Practical Metric Selection
| Task | Start with | Then check |
|---|---|---|
| Balanced classification | accuracy, F1 | confusion matrix |
| Imbalanced classification | precision, recall, F1 | PR curve, threshold table |
| Screening / detection | recall | alert volume and false positives |
| Final approval / blocking | precision | missed positives and manual review policy |
| Ranking | ROC AUC, average precision | top-k precision |
| Regression | MAE, RMSE | residual plots and segment errors |
For experienced readers: evaluate by segment. A global metric can hide failures on a region, customer group, language, device type, or rare class.
Practical Debugging Checklist
| Symptom | Likely cause | Fix |
|---|---|---|
| High accuracy, zero recall | class imbalance | use confusion matrix and recall |
| Good ROC AUC, poor alerts | threshold too high or rare positives | inspect PR curve and alert volume |
| F1 improves but product worsens | metric does not match business cost | define FP/FN cost explicitly |
| Regression average looks fine | large errors hidden in a segment | inspect residuals by segment |
| Offline metric drops in production | distribution shift | monitor data and metric drift |
Practice
- Change class weights to
[0.98, 0.02]. What happens to accuracy and recall? - Add thresholds
[0.1, 0.3, 0.7, 0.9]. Which threshold would you ship for screening? - Print
tp,fp,fn,tnfor every threshold. - Add a tree model and compare ROC AUC and average precision.

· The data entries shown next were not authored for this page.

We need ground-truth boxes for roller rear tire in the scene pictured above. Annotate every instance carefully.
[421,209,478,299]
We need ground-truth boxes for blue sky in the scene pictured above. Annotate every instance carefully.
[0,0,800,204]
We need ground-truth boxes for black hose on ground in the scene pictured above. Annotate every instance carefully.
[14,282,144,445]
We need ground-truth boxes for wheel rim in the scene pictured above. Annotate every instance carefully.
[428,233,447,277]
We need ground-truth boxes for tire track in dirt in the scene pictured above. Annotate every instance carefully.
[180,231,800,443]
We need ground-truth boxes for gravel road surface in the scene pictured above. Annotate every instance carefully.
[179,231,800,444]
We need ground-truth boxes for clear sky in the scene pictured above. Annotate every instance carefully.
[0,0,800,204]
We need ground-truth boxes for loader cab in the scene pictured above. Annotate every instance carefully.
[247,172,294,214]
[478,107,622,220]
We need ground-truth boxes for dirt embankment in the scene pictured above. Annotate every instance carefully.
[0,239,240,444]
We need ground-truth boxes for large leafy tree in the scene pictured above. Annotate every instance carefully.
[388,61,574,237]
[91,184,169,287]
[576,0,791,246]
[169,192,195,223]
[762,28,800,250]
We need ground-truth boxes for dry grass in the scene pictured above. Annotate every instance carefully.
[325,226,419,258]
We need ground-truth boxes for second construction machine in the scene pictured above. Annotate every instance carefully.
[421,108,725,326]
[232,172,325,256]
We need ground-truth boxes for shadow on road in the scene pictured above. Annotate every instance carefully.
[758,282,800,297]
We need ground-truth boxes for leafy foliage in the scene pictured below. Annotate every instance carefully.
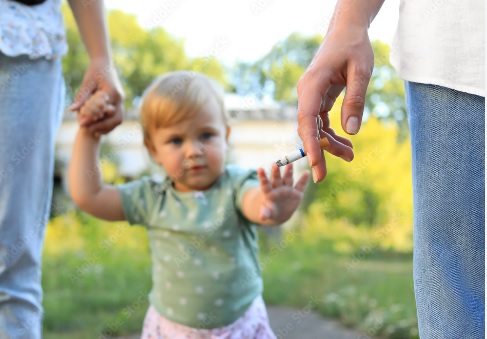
[63,5,226,107]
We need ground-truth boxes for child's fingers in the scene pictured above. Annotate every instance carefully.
[105,104,117,117]
[294,171,309,192]
[282,164,293,186]
[271,164,282,188]
[257,168,272,194]
[259,206,272,220]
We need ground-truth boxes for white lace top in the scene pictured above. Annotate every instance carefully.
[0,0,68,59]
[391,0,485,96]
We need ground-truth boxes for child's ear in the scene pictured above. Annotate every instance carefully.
[225,126,232,142]
[144,139,157,160]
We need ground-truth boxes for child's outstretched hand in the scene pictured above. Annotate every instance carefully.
[78,91,115,136]
[257,164,309,224]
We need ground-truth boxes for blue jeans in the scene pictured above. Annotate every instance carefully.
[406,82,485,339]
[0,54,64,339]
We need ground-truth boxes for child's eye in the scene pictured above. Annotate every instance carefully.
[169,138,183,145]
[201,132,213,140]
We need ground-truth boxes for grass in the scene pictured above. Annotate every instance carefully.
[43,214,417,339]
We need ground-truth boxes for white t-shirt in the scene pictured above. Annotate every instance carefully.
[391,0,485,96]
[0,0,68,59]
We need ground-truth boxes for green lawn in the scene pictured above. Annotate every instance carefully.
[43,216,417,339]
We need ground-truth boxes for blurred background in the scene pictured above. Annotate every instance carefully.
[43,0,418,339]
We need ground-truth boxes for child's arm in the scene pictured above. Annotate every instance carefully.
[69,95,125,221]
[242,164,309,225]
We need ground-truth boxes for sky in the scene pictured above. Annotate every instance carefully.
[105,0,399,64]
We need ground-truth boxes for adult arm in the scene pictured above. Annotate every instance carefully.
[68,0,125,134]
[297,0,384,182]
[69,127,125,221]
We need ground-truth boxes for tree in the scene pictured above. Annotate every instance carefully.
[63,5,226,107]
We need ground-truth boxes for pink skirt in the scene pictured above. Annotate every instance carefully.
[141,296,276,339]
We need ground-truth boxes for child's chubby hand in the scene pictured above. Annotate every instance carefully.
[257,164,309,224]
[78,91,115,137]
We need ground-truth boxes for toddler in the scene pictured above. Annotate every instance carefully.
[69,71,309,339]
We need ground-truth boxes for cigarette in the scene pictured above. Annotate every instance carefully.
[276,138,330,167]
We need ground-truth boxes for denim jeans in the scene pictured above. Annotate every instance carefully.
[406,82,485,339]
[0,54,64,339]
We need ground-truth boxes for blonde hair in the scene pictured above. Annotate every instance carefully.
[139,71,227,145]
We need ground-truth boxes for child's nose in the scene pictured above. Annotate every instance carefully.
[186,140,204,157]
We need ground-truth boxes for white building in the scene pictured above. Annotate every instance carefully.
[56,94,307,177]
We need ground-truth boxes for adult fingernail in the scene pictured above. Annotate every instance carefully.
[311,167,318,184]
[345,117,360,134]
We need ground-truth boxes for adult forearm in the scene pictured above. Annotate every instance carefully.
[68,0,111,62]
[328,0,384,30]
[69,128,103,210]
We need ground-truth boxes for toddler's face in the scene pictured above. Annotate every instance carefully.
[150,99,230,191]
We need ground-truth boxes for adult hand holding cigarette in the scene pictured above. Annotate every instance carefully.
[276,138,330,167]
[276,116,330,167]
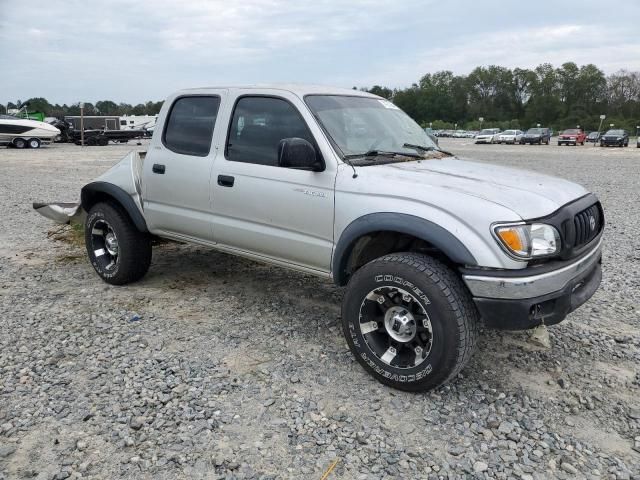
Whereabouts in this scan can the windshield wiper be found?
[402,143,436,152]
[402,143,453,157]
[343,150,421,159]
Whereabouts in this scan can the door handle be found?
[218,175,235,187]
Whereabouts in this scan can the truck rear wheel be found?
[84,202,151,285]
[342,253,478,391]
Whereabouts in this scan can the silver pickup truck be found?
[34,86,604,391]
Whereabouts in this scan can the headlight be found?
[494,223,561,259]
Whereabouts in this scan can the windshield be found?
[305,95,438,156]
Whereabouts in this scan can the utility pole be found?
[80,102,84,147]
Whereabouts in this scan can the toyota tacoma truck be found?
[34,86,604,391]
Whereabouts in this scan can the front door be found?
[143,90,226,242]
[212,95,336,272]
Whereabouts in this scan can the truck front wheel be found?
[342,253,478,391]
[84,202,151,285]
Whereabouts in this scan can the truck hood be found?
[366,157,589,220]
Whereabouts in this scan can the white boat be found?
[0,115,60,148]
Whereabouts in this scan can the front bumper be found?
[462,239,602,330]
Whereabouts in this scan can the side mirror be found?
[278,137,324,172]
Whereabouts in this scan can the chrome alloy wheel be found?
[359,286,433,369]
[91,220,119,270]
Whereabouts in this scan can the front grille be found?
[573,203,603,248]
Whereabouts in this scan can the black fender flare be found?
[332,213,478,285]
[80,182,149,233]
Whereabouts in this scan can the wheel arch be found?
[80,182,149,233]
[332,213,478,286]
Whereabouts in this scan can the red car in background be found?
[558,128,587,145]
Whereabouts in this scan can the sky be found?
[0,0,640,104]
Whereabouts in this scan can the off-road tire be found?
[342,253,479,391]
[84,202,151,285]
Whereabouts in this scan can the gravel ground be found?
[0,139,640,480]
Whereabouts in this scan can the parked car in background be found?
[497,130,524,145]
[585,132,602,143]
[520,127,551,145]
[476,128,500,143]
[600,129,629,147]
[424,128,438,145]
[558,128,587,145]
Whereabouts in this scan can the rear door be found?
[212,91,337,272]
[143,89,227,242]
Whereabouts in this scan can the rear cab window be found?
[162,95,220,157]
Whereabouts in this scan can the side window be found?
[226,97,315,166]
[162,96,220,157]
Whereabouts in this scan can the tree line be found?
[364,62,640,132]
[7,97,163,118]
[7,62,640,132]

- For regression, print the five largest absolute errors and inspect the inputs.
Pass Check
You are done when you can explain:
- accuracy can be misleading on imbalanced data;
- precision and recall describe different error costs;
- threshold choice is part of product design;
- ROC AUC and PR metrics answer different questions;
- regression metrics need residual and segment checks.